Brazil is currently facing significant domestic pressures that could impact its sales of used cooking oil (UCO), particularly in the context of its growing biodiesel industry.
As the country ramps up its biodiesel blending mandates, the demand for soybean oil — of which UCO is a crucial component — has surged. This shift in focus towards meeting domestic biodiesel needs may lead to a reduction in the availability of UCO for export.
Factors influencing Brazil’s UCO sales include biodiesel demand and blending mandates.
- Brazil’s biodiesel blending mandate is set to reach 14% (B14) in 2024, with projections to increase to 15% by 2025. This represents the highest blending requirement in the country’s history.
- The growing domestic consumption of soybean oil for biodiesel production is expected to significantly reduce the volume available for export. In fact, soybean oil accounted for 72% of raw materials used for biodiesel in 2024, up from 69% in 2023
Impact on exports
- The increased domestic demand has already begun to affect export levels. In the 2023-2024 period, Brazilian soybean oil exports fell by 22.2% compared to previous years, despite an overall increase in production.

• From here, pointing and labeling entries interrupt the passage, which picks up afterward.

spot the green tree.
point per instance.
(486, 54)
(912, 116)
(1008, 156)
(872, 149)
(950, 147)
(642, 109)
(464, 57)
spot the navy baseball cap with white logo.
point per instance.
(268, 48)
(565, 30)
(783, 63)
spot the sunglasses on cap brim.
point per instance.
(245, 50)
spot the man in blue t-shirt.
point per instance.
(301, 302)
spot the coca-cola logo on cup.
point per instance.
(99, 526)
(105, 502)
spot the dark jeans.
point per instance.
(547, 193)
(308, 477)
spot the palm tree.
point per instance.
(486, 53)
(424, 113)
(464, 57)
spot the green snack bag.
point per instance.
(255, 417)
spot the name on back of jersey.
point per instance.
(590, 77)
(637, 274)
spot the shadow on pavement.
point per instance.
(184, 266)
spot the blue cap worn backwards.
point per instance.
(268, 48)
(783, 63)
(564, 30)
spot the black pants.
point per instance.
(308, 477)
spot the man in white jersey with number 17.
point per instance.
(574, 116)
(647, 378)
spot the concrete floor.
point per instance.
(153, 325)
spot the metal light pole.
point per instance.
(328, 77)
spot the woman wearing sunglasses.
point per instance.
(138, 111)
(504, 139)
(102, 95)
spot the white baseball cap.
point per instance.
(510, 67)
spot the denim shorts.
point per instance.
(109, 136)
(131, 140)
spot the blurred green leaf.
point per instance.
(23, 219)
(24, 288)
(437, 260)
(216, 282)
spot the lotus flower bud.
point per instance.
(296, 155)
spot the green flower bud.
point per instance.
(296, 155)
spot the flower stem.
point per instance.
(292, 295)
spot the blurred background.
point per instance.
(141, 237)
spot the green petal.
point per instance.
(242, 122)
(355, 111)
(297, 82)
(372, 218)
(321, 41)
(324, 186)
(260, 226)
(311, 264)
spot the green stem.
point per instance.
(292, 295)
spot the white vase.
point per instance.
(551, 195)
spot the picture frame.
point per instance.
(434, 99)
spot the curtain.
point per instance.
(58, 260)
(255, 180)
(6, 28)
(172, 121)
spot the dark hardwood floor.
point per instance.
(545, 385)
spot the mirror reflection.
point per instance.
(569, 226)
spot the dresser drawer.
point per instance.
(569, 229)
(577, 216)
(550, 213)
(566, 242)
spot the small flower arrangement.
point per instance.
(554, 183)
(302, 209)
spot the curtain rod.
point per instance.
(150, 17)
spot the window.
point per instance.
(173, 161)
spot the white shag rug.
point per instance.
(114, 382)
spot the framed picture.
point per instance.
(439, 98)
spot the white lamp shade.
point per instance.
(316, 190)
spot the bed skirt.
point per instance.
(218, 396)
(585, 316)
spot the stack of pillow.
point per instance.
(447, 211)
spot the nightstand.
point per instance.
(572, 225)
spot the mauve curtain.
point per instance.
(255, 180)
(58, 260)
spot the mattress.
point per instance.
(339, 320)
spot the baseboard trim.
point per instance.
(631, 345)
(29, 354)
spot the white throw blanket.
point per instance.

- Analysts suggest that if Brazil does not enhance its soybean crushing capacity or diversify its feedstock sources, it may stop exporting soybean oil altogether within a few years.
The U.S. ag attaché in Brazil projected 5.6 million metric tons of soybean oil would be used to make biodiesel in 2024 with 630,000 MT from tallow, 165,000 MT palm oil, 100,000 MT UCO and 820,000 MT of other feedstocks (link).
Cumulative biodiesel production from January through June 2024 reached 4.2 billion liters, a 27% increase over the same period in 2023 (3.3 billion liters). Soybean oil accounted for 73% of the total. Tallow accounted for 6% of biodiesel production and palm oil for 1%. The remaining 15% came from fats and 5% from various feedstocks, including chicken fat, pork fat, cottonseed oil, rapeseed/canola oil, used cooking oil, and corn oil.
Economic Considerations:
The Brazilian government has also introduced measures that could further complicate the export landscape. For instance, recent tax changes aimed at restricting tax credits for certain exports could raise costs for grain and oilseed exporters, adding pressure to the already strained market.
Additionally, with U.S. imports of used cooking oil from Brazil now authorized and increasing due to favorable biofuel policies in the U.S., Brazil’s domestic market dynamics may shift further towards prioritizing local biodiesel production over exports.
Bottom line: Brazil’s amendments to its domestic policies and increasing biodiesel mandates are likely to reduce the availability of used cooking oil for export, potentially reshaping its role in the global biofuel market.